Hay dos maneras de mirar la cruz: permanecer junto a Jesús esperando su resurrección, o regresar con la multitud que va errante, como testigo del acontecimiento salvador.
Desde el mediodía y hasta las tres de la tarde, toda aquella tierra quedó en oscuridad. El sol dejó de brillar y el velo del templo se rasgó por la mitad. Jesús, gritando con fuerza, dijo:
–¡Padre, en tus manos encomiendo mi espíritu!
Dicho esto, murió.
Cuando el centurión vio lo que había sucedido, alabó a Dios diciendo:
–¡No hay duda de que este hombre era inocente!
Toda la multitud que estaba presente y que vio lo ocurrido regresó a la ciudad golpeándose el pecho. Pero todos los amigos de Jesús, y también las mujeres que le habían seguido desde Galilea, se quedaron allí, mirando de lejos aquellas cosas.
Lucas 23:47-49
La exhibición terminó con las últimas palabras de Jesús. La multitud, simple espectadora, emprendió el regreso a la rutina con cierto regusto amargo.
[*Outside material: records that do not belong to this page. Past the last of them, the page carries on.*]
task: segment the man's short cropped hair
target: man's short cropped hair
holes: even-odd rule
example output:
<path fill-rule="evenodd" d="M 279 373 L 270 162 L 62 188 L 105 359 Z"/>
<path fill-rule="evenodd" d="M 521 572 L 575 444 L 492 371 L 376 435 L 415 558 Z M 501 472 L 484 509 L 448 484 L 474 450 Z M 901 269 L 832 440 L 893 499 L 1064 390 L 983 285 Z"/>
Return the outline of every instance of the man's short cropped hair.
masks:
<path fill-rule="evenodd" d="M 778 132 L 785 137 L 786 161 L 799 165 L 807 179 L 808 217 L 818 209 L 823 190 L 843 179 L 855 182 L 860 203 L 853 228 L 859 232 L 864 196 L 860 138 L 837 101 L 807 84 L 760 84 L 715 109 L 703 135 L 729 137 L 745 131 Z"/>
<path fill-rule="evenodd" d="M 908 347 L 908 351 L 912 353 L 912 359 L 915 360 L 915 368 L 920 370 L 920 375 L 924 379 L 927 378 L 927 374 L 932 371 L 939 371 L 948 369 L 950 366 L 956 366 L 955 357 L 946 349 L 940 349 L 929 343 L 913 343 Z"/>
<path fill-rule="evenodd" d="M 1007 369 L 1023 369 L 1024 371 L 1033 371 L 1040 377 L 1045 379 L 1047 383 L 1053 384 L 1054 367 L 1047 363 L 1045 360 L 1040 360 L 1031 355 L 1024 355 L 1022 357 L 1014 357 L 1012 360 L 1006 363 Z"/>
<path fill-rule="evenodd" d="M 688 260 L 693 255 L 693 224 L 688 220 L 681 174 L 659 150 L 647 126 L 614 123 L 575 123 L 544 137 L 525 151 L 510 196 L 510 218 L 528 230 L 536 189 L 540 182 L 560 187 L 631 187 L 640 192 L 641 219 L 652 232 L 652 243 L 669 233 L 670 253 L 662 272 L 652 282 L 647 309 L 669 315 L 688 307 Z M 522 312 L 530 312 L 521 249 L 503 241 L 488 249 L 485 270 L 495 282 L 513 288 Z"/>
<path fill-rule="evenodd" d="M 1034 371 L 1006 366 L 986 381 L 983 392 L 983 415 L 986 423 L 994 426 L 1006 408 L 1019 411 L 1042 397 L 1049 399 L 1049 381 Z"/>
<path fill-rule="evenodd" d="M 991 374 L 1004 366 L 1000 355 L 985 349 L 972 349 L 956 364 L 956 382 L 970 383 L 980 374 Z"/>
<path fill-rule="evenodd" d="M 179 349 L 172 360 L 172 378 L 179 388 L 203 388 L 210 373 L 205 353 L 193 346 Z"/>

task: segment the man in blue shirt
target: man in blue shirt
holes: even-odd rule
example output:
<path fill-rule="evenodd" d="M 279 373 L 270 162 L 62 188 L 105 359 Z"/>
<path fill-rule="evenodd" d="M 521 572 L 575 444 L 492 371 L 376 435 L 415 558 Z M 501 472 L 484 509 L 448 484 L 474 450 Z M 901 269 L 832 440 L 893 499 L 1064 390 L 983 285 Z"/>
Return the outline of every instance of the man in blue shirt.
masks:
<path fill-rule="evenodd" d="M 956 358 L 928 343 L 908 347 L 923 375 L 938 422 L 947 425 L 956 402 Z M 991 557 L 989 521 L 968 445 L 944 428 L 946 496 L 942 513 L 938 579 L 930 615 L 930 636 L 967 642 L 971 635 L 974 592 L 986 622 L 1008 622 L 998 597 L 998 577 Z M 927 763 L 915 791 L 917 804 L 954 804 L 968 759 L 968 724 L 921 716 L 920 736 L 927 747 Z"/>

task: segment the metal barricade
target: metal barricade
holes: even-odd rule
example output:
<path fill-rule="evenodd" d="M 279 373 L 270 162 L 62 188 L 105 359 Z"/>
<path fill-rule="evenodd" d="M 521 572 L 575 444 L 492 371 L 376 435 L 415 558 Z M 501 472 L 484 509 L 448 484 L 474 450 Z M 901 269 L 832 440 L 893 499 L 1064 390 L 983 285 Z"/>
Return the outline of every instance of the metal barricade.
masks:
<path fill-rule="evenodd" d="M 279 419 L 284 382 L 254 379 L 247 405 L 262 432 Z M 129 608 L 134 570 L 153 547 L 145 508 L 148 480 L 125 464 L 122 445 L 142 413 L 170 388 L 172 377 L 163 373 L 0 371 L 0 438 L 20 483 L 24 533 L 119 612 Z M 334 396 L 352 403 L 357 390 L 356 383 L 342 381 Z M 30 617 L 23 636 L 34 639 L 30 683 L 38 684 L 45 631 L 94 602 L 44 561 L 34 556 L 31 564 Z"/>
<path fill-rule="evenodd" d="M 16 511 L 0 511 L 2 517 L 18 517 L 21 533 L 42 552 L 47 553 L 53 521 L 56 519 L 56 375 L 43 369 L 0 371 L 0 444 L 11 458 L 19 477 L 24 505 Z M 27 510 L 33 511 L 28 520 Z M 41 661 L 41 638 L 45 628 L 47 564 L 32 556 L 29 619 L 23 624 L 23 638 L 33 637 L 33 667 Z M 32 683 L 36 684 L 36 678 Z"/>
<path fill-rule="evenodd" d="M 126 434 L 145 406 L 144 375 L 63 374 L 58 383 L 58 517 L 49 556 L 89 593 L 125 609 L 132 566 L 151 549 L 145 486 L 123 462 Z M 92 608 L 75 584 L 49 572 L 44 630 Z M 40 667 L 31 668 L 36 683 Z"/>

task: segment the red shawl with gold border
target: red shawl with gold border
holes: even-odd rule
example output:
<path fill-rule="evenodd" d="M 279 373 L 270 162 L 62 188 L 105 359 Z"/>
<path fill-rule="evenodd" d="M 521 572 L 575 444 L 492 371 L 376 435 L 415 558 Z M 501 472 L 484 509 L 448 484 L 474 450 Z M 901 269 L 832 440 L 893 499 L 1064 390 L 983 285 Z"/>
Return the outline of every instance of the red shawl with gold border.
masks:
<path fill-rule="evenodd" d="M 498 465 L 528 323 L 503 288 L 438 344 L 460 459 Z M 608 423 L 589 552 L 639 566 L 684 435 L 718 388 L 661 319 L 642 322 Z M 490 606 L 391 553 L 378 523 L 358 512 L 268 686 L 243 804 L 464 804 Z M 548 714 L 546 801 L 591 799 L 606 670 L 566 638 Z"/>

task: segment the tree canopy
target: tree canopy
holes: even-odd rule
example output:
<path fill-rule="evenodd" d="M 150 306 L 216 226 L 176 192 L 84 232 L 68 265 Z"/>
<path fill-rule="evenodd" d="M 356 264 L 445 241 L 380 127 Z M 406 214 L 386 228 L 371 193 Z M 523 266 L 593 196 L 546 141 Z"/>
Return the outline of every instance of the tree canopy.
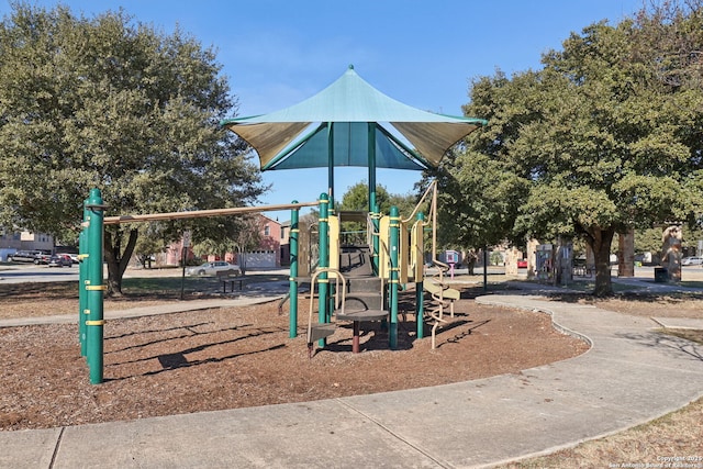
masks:
<path fill-rule="evenodd" d="M 241 206 L 265 190 L 245 144 L 219 126 L 236 101 L 215 52 L 182 31 L 12 3 L 0 56 L 0 224 L 76 239 L 94 187 L 108 215 Z M 188 225 L 197 239 L 238 231 L 232 217 Z M 154 232 L 167 243 L 179 230 Z M 108 227 L 110 289 L 136 236 Z"/>
<path fill-rule="evenodd" d="M 592 24 L 545 54 L 539 70 L 472 80 L 465 113 L 489 125 L 448 164 L 444 180 L 461 196 L 445 209 L 454 230 L 468 224 L 454 213 L 461 206 L 513 217 L 505 237 L 581 237 L 603 295 L 615 233 L 700 216 L 702 10 L 665 2 L 617 25 Z M 493 175 L 498 183 L 486 183 Z M 484 206 L 501 186 L 503 206 Z"/>

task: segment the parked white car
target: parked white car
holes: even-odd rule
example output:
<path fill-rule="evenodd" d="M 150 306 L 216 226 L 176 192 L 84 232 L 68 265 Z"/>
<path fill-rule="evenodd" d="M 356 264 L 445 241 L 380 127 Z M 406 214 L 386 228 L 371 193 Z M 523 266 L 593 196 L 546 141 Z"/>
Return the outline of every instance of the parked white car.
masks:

Habían sido testigos del suceso y todavía no encajaban bien la muerte de aquel hombre singular que tanto bueno les había dado.
Algunos de los que le acusaron falsamente parecían arrepentidos. Se golpeaban el pecho sin que hubiese remedio para lo que acababan de hacer. Como veletas se habían dejado llevar por la euforia de la propuesta de Pilato: ¿A quién queréis que os suelte, a Jesús o a Barrabás? Y se habían decidido por el segundo.
Mientras le daban la espalda a la cruz y golpeaban sus pechos, buscaban un refugio interno para protegerse de sus malas decisiones.
Los que le habían tratado de cerca, atrapados por el miedo no sabían qué hacer. Ellos no habían apostado por Barrabás. Sin embargo, parecía que la jugada tampoco les había salido bien. En esos momentos ni seguían a uno ni tenían vivo al otro. Lo cierto era que, a partir de aquel suceso, no podrían vivir de la misma manera y debían tomar otras determinaciones, otras perspectivas diferentes a las que habían tenido horas antes con Jesús vivo.
Seguían sin entender. Estaban conmocionados. ¿Paralizados? No podían acercarse al cuerpo muerto ni se atrevían a huir. Miraban de lejos. Miraban distantes. Observaban inquietos a los que se alejaban con aspecto compungido.
Mas ya sabemos que golpearse el pecho no es siempre arrepentirse. No es siempre conversión. Puede ser remordimiento silencioso. Puede ser superstición. Miedo. Tanto unos como otros acababan de ser testigos de la muerte de un inocente y de un hecho milagroso. La tierra se oscureció. El velo del templo se rasgó.
No obstante, no basta con presenciar los hechos, con conocer lo ocurrido. No basta con pormenorizar después los detalles al contarlos. Basta con tomar una decisión positiva y firme. Una decisión que no tenga marcha atrás, como tampoco la tuvo Jesús, quien nos trajo las buenas nuevas del evangelio y se mantuvo adelante en ellas hasta su muerte.
Hay dos maneras de mirar la cruz: permanecer junto a Jesús esperando su resurrección, o regresar con la multitud que va errante, como testigo del acontecimiento salvador, sintiéndose excluidos de la redención.
¿Eres tú uno de esos caminantes que saltan de espectáculo en espectáculo, viviendo momentos que apenas te marcan antes de seguir tu marcha hacia ninguna parte?
¿Todavía no crees que hay que detenerse? Reflexiona ante Jesús, el camino para la resurrección. Tienes que detenerte aunque el mundo gire y dé vueltas y más vueltas perdido dentro de su órbita.
Párate. Párate ante Dios y serás testigo de su redención, de su resurrección, también la tuya.
Conocer más de Jesús nos abre los ojos. No hay caminos que recorrer sin él, estando ante su presencia, de su mano. Expectantes.